For Avantes there have been huge changes. We used to build our spectrometers in a very manual way, but nowadays we are focused on automated production techniques. So, we have robotic-type systems for producing spectrometers, because we cannot get employees trained fast enough to sustain our growth. The whole production area for Avantes is completely different to what it was even three or four years ago.
In the next three or four years, the challenges will be mainly in optimising our production process to build spectrometers automatically.
What will be the most significant developments in spectroscopy?
What we already see now is what are called ‘fit for use’ devices, so tiny devices that are small enough to be integrated onto a chip. This introduces a whole new field of applications. You can imagine these kinds of sensors in wearable devices – like in a watch – or integrated into a phone.
These chips would need to be at the right price point ($5-10) in order to realise these types of devices, but then you could use them for all kinds of uses – for example health and environmental monitoring and food sensing. These kinds of applications will become available to the consumer market once spectrometers reach the right size and cost.
Will be the biggest driver for future growth?
We see three basic target markets for our large OEM customers as being the largest drivers.
One is medical applications, or critical care – for example, having a device in an ambulance that can do rapid analyses of blood and skin to monitor health. We also see a lot of applications for skin cancer screening. These kinds of devices are made by our OEM customers, and they are growing very quickly.
The second field is what we call green-tech, so the agriculture and food industry. Many applications we see nowadays are related to monitoring how fertiliser is applied to crops. Spectroscopy plays a very big role here.
Finally, we have the clean-tech sector, which is the process industry – such as semiconductor, glass and coating industries, where online monitoring is the main driver for growth.
So we see these three different markets as our biggest drivers for growth. It’s very widespread.
What are the biggest challenges facing the photonics industry?
A major challenge is to find technically skilled people. We at Avantes are struggling with this, but many of my colleagues are also screaming out for skilled personnel. We are a very innovative industry, so we need people with a technical background. Nowadays, we train staff ourselves in our company, but we would like to have more educational opportunities for young people to learn about photonics. That’s very important for our industry to grow.
And, what we need is the basic skills. We don’t need people as much who can write an app, but that can programme an electronics board at a low level. A lot of youngsters, when they think of programming, they think of making apps – but we need people who can write code in bits and bytes. I find that young people are looking for sexy jobs, but sometimes what is required is just hard engineering work.

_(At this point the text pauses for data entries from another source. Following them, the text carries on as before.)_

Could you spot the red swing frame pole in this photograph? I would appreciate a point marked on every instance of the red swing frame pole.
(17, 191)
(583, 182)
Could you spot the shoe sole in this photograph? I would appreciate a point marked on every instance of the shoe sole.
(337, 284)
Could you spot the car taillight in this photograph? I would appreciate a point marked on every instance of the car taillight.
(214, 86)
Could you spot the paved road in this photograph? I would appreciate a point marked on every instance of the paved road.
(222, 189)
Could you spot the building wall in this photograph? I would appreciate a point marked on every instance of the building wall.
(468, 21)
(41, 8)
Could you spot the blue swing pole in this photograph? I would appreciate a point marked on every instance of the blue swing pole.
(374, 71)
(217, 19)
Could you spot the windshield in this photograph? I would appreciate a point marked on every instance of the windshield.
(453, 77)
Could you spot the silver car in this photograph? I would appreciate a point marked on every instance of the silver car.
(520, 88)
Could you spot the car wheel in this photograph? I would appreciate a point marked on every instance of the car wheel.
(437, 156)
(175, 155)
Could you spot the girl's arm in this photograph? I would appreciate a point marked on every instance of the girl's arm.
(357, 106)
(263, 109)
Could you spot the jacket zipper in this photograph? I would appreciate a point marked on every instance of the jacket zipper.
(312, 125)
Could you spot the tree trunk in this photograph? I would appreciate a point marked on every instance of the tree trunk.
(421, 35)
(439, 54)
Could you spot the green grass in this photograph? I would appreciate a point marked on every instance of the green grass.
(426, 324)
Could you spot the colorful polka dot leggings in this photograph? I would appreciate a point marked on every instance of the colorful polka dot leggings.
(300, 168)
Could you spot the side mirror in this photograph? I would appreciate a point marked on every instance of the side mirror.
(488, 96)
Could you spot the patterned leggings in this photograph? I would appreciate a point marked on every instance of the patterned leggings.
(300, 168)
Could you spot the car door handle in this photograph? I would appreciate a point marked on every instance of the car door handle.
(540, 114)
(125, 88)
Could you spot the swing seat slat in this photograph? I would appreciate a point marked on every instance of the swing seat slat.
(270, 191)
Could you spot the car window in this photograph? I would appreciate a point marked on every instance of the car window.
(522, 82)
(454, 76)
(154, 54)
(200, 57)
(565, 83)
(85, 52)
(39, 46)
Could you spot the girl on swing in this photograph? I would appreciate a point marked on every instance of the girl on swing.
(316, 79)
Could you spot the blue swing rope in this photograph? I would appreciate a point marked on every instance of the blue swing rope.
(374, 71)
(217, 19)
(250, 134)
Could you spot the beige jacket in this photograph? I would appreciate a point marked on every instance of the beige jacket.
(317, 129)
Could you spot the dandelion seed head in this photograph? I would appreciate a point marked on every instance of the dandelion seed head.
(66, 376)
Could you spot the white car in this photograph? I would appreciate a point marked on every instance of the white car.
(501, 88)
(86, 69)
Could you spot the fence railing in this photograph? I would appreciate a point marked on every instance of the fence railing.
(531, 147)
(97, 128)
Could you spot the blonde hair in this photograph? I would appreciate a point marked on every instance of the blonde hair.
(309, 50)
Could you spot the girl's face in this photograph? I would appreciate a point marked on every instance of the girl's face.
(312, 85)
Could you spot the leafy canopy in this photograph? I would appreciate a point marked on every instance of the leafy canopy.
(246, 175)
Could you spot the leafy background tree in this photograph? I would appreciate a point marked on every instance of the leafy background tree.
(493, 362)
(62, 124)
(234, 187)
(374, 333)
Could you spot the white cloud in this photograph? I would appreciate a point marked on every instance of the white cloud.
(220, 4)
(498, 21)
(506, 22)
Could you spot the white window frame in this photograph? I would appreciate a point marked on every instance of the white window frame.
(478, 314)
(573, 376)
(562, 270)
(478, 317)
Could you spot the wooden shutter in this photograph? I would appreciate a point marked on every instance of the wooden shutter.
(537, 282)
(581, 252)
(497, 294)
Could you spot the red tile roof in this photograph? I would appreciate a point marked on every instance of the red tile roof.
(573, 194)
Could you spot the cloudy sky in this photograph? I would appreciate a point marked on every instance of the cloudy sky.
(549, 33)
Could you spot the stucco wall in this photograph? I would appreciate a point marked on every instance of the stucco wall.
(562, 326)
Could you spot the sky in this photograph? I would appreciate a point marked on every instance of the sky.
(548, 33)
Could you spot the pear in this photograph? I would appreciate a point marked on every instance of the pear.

How could this issue be improved?
I think it comes down to education, so there needs to be, within Europe, a lot of educational programmes that support photonics. I think the EU is already aware of that – there is now more education focus in the field of photonics. It’s a similar case to the need for electronic engineers 20 years ago – now photonics engineers are very important.
We see that a lot of applications are putting photonics on a chip (integrated photonics). However, if you want to build a chip with integrated photonics elements you need to study the core photonics principles first, and for this you need the right education. This is slowly coming, but it’s not fast enough to fulfil the current industry need.
But overall, I think photonics has a great future – I think all of us can be proud to contribute to a better world where people live longer, healthier lives and can protect the environment for future generations.